Together, complete the Observe and Explain sections of the PROE by recording which object rolled the furthest, in reference to the graph, and why students think this happened. Students’ explanations may not be scientifically accurate—the purpose of the activity is simply to provide opportunities for them to experience this type of scientific analysis.
Referring to the definition of rolling earlier in the lesson, present students with the statement: Round things roll better because it’s easier for them to turn over and over again. Ask students if they agree with this statement or not, and why. Consider if the data on the graph proves this statement—did the objects that were ‘more round’ roll further than the ones that were ‘less round’.
Discuss why it’s easier for round things to roll over and over. You might look at how corners of square objects ‘catch’ on the ground and stop objects from rolling, or how round objects have less contact with the ground as compared to square ones. Demonstration using spherical and cuboid objects is a good way to establish this.

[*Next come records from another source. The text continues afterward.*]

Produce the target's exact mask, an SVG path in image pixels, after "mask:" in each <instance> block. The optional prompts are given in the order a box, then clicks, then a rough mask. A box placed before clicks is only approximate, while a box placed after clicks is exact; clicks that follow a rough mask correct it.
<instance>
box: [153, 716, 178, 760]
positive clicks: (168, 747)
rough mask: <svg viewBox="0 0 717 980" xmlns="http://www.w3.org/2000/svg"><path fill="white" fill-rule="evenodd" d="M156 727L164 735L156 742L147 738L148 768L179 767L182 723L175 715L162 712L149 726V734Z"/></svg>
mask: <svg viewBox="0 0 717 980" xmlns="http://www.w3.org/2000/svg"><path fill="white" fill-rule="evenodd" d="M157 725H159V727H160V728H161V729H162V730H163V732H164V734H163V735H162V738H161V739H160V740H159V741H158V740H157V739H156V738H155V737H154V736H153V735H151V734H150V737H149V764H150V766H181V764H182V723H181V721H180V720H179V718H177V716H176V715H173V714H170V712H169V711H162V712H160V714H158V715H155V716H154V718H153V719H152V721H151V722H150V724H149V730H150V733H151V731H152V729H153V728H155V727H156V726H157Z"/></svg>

Ask students to name the materials that the objects were made of, and if they think the materials had any impact on the object’s ability to roll. You might draw attention to texture here as well, for example that a tennis ball is ‘furry’ whilst a ball-pit ball is smooth. Discuss and record any relevant ideas for reference in the next lesson.
Ask students if they have any other questions they might like answered as a result of the investigation.
- What other questions do you have?
- How might we investigate to find the answers?
- What else might change how far the ball rolls?
Reflect on the lesson
You might:
- ask students to think about what other factors may influence the movement of a ball rolling down a ramp.
- add to the class word wall any vocabulary related to rolling, fair testing, investigations, etc.
- re-examine the intended learning goals for the lesson and consider how they were achieved.
- discuss how students were thinking and working like scientists during the lesson. Focus on looking at data to provide evidence.